This tester is both fragile and limited in its use because it can only pull around 160 watts, which limits me to 3 amps on a 48V battery. It's an Atorch DL24 and sells for around around $35 on aliexpress. It's just a circuit that draws a user programmable constant current, and has a clock and voltmeter to watch voltage. When the voltage hits your programmed LVC, the clock is used to measure how many AH you used. The load is a power MOSFET with a heat sink and CPU fan. Some prople mount water cooled units on the MOSFET and sink higher wattages.
I found it pretty reproducible, When I pull 3 amps, my other (good) meters say it's 3.00 amps.
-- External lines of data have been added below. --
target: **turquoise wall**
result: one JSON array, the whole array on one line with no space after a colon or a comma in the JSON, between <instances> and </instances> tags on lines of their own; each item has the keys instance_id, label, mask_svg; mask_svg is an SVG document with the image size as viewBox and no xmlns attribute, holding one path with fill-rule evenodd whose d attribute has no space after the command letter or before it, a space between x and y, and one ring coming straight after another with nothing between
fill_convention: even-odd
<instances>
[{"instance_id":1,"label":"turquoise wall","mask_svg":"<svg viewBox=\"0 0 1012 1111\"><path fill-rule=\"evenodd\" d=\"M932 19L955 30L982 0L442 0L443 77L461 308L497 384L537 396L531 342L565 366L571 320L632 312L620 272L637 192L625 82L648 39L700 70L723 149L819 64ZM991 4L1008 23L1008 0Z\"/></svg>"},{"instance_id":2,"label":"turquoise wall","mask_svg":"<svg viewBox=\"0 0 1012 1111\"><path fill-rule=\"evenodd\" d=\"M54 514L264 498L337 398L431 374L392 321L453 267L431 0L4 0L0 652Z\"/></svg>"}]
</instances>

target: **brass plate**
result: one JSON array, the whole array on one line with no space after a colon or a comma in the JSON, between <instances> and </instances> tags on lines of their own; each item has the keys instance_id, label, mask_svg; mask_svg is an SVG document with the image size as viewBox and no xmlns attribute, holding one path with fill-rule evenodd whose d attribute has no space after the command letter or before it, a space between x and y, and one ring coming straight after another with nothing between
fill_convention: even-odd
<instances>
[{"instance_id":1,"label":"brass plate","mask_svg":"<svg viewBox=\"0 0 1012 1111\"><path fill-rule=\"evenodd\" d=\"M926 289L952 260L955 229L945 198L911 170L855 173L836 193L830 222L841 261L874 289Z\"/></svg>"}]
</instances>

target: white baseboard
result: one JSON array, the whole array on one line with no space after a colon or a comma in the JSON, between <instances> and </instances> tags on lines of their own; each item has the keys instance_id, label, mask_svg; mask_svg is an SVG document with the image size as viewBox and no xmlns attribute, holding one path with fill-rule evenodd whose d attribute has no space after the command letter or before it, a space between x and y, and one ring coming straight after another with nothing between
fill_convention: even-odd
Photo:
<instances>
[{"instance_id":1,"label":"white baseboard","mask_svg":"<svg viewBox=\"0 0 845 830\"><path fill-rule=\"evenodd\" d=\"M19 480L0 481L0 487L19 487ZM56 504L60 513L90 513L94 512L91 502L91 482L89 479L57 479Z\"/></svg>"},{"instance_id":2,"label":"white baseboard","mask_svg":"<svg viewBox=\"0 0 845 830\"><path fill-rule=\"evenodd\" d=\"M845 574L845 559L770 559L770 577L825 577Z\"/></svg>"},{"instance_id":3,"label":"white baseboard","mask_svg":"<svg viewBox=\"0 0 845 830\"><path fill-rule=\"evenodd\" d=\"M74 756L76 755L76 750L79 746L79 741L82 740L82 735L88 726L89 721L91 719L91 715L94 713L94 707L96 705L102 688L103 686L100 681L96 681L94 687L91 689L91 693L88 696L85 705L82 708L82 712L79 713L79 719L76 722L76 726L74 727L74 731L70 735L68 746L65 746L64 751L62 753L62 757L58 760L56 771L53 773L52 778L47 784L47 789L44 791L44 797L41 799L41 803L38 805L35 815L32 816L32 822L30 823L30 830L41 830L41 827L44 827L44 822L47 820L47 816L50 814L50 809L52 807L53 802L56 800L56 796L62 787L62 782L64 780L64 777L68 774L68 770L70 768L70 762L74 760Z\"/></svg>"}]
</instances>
However, I found I have to be quite careful when connecting batteries. The unit has to be idle, and if I change current when it's attached, a glitch can blow the unit up. Aliexpress was pretty good about it when my first one blew up and sent an immediate refund. I replaced it anyway. Been good for 18 months,.
Another method for load testing is a wattmeter. Put it between the controller and battery and run the battery almost flat, It will tell you max current, total AH and WH. However, if you run the battery flat, it powers off and you lose all the data, You can power it with a second battery to save the the data, but the connections are flaky. Another way is to discharge your battery and put the wattmeter between the charger and battery while it's charging,
The units are like $9-14 USD, and are a crapshoot as far as accuracy. You have to check the display current against a known value and readjust your AH/WH. If you get one that's good, then you're OK, but they seem to fall apart after 2 years,
I usually measure the battery while charging, which is a low current situation. The other methid is also a low current situation, so my AH data will always be higher than an ebike situation where the currents are 2x-4X higher, If I put the mter on the bike though, I can ride a certain distance and obtain WH/mile.
For calibration and general troubleshooting, I have a nice Extech clamp-on DC ammeter. It's 25 years old, so I picked up a cheap chinese copy for $50, Used it mainly to check alternators on my cars before I got into ebikes. That's how I know 3 amps is 3 amps.